SQL Server Query Optimization – RANK on DateTime for Recent Rows

optimizationquery-performancesql servert-sql

I'm having a problem with a view, that is designed to store sync data, for an iOS app, that syncs data back and forth to a web service. The XML fields are used to store both structured data for transposing into PDF documents, and iOS objects. There are frequent writes and reads to this table.
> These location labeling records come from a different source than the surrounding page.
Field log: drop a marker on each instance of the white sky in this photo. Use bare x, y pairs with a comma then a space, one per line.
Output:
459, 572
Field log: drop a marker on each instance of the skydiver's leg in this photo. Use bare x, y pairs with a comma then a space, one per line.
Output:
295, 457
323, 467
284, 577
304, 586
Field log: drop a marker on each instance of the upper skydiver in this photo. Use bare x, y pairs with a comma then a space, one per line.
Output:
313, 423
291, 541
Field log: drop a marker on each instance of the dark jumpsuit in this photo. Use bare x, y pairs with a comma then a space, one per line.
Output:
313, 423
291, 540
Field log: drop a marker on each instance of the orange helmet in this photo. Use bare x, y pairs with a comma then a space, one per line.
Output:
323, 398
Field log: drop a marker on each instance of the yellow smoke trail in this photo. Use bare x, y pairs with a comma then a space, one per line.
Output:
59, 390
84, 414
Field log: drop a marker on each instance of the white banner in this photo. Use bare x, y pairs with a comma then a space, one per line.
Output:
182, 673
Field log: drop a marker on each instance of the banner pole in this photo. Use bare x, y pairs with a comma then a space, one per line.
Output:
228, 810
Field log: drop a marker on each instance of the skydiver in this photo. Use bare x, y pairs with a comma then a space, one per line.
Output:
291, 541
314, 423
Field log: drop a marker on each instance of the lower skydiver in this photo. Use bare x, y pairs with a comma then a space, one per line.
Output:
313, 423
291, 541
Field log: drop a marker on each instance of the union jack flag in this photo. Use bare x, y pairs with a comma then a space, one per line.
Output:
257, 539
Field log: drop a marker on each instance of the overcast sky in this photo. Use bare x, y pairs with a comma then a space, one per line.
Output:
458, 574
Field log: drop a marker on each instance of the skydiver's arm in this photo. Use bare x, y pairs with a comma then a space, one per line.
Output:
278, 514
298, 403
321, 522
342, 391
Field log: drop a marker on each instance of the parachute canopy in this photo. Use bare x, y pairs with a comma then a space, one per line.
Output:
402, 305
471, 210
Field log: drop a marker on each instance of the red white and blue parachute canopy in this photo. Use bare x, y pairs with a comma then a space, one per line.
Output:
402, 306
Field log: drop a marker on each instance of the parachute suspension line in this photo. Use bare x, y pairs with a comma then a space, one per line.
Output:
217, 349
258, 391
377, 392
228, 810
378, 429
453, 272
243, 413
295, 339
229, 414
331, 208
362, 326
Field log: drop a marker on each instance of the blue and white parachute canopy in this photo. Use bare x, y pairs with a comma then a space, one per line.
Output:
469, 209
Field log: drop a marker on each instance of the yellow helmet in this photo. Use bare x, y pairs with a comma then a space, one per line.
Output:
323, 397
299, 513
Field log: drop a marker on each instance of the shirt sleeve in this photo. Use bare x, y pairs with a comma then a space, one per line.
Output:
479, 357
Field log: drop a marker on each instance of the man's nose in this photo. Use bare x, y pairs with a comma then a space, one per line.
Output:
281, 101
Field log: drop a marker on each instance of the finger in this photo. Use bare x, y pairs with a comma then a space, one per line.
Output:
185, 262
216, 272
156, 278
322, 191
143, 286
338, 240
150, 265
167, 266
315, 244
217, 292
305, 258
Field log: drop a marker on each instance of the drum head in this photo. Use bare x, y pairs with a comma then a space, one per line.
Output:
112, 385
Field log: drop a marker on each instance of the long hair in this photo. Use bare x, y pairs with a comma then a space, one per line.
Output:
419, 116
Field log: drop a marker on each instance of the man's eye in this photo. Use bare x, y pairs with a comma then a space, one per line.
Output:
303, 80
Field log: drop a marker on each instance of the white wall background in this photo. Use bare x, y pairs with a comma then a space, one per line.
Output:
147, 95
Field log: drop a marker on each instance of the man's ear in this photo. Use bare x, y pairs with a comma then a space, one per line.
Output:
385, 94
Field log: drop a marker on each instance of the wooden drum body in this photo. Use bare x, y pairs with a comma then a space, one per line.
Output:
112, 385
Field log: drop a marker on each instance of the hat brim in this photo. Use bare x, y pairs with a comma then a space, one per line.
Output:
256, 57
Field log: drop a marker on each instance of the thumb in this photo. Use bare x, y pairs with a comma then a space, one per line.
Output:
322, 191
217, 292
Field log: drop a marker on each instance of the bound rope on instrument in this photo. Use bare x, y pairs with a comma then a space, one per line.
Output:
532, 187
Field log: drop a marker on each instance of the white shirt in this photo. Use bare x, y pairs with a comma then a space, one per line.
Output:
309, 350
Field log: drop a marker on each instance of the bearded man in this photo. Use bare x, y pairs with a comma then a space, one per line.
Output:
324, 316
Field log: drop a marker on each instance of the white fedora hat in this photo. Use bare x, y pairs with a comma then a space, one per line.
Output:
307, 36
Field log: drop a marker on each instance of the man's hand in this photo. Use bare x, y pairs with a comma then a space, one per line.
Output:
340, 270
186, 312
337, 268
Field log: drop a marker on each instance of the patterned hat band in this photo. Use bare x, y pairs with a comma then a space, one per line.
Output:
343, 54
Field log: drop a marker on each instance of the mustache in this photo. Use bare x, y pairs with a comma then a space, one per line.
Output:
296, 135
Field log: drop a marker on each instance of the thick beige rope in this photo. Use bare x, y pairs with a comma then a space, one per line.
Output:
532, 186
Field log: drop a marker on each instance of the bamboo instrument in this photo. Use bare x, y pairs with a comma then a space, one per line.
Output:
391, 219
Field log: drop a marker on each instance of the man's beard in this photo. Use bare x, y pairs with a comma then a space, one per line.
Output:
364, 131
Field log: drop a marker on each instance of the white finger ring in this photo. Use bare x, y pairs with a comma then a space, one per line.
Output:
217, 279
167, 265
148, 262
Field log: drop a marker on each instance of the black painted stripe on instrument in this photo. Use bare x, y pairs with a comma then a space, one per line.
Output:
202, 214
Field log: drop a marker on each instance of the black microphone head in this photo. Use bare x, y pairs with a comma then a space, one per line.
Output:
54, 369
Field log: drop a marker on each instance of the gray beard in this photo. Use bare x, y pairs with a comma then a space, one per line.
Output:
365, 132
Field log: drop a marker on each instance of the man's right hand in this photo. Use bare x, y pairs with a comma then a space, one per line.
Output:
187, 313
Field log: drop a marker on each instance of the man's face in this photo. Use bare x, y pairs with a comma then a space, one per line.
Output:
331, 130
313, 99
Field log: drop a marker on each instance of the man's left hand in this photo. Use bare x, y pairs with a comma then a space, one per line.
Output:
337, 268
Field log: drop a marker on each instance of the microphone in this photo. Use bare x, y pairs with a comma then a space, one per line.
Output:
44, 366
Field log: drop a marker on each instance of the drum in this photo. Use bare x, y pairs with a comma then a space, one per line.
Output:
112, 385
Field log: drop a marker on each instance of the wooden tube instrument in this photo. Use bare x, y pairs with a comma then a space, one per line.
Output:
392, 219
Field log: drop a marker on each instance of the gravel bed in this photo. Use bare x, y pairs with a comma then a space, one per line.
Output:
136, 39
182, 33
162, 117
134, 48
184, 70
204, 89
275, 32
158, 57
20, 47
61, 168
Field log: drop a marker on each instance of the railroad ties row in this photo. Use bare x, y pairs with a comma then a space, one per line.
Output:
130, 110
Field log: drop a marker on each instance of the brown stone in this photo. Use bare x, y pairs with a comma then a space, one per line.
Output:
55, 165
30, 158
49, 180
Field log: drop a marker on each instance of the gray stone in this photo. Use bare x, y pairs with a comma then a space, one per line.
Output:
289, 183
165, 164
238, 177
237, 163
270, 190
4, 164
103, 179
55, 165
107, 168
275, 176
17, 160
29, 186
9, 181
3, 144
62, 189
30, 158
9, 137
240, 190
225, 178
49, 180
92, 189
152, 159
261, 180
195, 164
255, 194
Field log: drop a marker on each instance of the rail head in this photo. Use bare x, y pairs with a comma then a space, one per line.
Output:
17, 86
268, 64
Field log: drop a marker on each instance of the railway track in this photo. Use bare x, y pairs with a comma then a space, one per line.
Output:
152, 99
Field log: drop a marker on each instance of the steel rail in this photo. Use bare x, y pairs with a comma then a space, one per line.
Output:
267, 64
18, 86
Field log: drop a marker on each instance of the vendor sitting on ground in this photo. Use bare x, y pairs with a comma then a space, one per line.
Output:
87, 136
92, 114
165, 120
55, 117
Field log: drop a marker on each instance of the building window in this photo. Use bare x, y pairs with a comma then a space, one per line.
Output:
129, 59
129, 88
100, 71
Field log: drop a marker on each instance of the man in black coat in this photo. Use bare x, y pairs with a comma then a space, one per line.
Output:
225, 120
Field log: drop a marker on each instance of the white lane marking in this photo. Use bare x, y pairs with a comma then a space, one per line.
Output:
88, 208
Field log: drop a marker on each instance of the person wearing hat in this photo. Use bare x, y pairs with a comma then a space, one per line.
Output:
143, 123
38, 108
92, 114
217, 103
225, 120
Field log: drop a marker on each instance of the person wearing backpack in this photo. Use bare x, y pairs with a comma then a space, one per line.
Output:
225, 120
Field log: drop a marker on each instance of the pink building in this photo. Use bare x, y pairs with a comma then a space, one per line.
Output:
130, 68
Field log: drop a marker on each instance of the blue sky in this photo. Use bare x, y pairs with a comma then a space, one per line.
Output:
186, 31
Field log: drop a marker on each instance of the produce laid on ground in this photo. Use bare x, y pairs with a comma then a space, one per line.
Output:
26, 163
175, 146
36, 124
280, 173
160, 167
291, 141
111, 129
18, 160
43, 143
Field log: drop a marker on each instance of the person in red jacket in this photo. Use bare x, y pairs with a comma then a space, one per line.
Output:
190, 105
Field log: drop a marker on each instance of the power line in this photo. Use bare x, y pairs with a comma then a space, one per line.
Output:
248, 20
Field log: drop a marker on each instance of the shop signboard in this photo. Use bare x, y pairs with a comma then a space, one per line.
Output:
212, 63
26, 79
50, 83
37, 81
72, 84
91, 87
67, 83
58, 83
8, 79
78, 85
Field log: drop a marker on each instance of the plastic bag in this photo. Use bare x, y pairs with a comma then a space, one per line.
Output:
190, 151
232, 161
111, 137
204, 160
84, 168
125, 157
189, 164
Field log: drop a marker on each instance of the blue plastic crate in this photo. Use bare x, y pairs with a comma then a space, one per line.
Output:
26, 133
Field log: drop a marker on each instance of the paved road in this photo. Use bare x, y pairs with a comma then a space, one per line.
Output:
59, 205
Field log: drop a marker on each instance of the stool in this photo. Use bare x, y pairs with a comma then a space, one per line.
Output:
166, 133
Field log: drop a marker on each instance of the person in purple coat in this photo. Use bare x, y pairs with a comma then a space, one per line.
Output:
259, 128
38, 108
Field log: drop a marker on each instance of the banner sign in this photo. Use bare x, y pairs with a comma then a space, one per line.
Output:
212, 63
The table has around 600K records, and the data usage is quite high due to two large XML fields. The database table looks like this:

CREATE TABLE [dbo].[SyncData](
    [Id] [int] IDENTITY(1,1) NOT NULL,
    [CustomerId] [int] NOT NULL,
    [CategoryId] [int] NOT NULL,
    [SyncXml] [xml] NOT NULL,
    [SyncDump] [xml] NULL,
    [DateCreated] [datetime] NOT NULL CONSTRAINT [DF_SyncData_DateCreated]  DEFAULT (getdate()),
    [DateUpdated] [datetime] NOT NULL CONSTRAINT [DF_SyncData_DateUpdated]  DEFAULT (getdate()),
    [DELETED_FLAG] [bit] NOT NULL CONSTRAINT [DF_SyncData_DELETED_FLAG]  DEFAULT ((0)),
 CONSTRAINT [PK_SyncData] PRIMARY KEY CLUSTERED 
(
    [Id] ASC
)WITH (PAD_INDEX = OFF, STATISTICS_NORECOMPUTE = OFF, IGNORE_DUP_KEY = OFF, ALLOW_ROW_LOCKS = ON, ALLOW_PAGE_LOCKS = ON) ON [PRIMARY]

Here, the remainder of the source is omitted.